Sandra, Elena en Maria lachen. Florian probeert Toms arm van zijn schouder te krijgen, maar die kijkt hem even aan, „Leuk, hij is echt leuk.”
Jens observeert Tom, „Mooi dat mijn humor bij jou aankomt.”
Tom lijkt serieus, „Ja, maar ik hoop dat je meer te bieden hebt dan een paar grappen. Je moet begrijpen, dat kleine Flori heel erg belangrijk is voor mij en hij vertelt mij alles. Het is al een paar keer gebeurd, dat hij midden in de nacht belt en klaagt, ‘Vreselijk, Tom, maar tien centimeter. Het was een complete vergissing.’ Dan moet ik hem weer troosten.”
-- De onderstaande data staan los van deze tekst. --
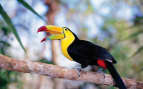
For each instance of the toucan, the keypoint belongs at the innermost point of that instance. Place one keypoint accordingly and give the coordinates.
(82, 51)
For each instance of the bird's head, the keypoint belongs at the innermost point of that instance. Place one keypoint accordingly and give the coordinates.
(54, 32)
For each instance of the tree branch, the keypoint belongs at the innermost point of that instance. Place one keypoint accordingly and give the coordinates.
(55, 71)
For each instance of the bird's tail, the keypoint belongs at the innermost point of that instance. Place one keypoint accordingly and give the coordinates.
(115, 75)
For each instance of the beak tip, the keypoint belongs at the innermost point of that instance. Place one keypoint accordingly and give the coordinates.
(43, 28)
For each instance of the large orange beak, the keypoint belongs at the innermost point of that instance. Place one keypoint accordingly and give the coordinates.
(52, 32)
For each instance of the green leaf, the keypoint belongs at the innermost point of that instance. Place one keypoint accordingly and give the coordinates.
(11, 26)
(26, 5)
(133, 35)
(138, 51)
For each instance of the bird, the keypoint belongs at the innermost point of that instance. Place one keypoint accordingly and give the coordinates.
(82, 51)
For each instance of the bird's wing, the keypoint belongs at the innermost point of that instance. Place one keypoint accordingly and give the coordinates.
(89, 51)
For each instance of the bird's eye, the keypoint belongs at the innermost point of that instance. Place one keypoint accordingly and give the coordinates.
(66, 29)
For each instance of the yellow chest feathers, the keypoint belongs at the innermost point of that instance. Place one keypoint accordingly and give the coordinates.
(66, 42)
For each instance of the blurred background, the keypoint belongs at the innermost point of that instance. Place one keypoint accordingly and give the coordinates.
(113, 24)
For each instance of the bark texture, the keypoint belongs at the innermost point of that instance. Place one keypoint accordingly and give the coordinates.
(55, 71)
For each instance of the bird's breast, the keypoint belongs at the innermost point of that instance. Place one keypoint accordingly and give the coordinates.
(65, 43)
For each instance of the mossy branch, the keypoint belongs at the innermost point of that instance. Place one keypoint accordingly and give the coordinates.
(55, 71)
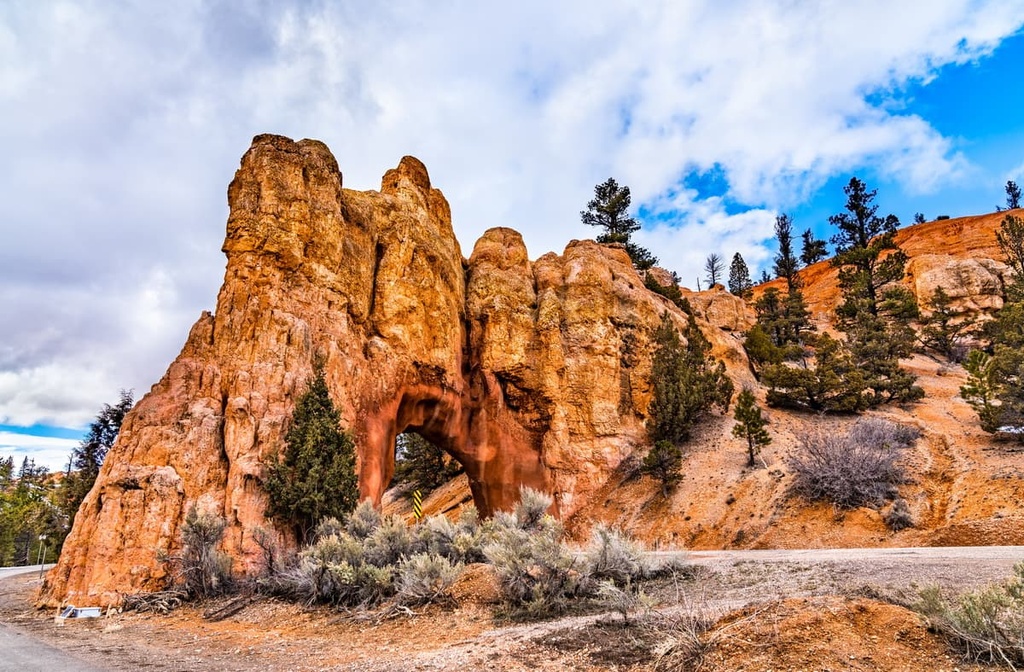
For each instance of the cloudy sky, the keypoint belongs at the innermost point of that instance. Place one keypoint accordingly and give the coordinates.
(123, 123)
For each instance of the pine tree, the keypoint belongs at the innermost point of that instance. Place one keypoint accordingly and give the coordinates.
(813, 249)
(609, 210)
(1011, 241)
(1013, 195)
(739, 278)
(750, 424)
(783, 319)
(785, 261)
(89, 455)
(686, 381)
(314, 476)
(422, 464)
(982, 388)
(663, 462)
(834, 384)
(1003, 375)
(876, 312)
(714, 269)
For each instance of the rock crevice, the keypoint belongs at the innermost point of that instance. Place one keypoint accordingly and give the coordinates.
(513, 367)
Florian maakt zich nu echt los en briest, „Alles gelogen. Tom is echt gestoord,” terwijl hij Tom trakteert op een boze blik. Jens heeft geen idee of het een belediging of een aanmoediging is en houdt het bij een beleefde glimlach, voordat hij zijn hand uitsteekt naar Maria, „Hoi, we hebben elkaar al eerder even gezien.”
„Ja, ik ben Maria, Florians zus,” schudt ze de aangeboden losjes.
„En dit zijn mijn vrienden Sandra, Elena en Martin. Ze waren net plan naar huis te gaan, nietwaar?”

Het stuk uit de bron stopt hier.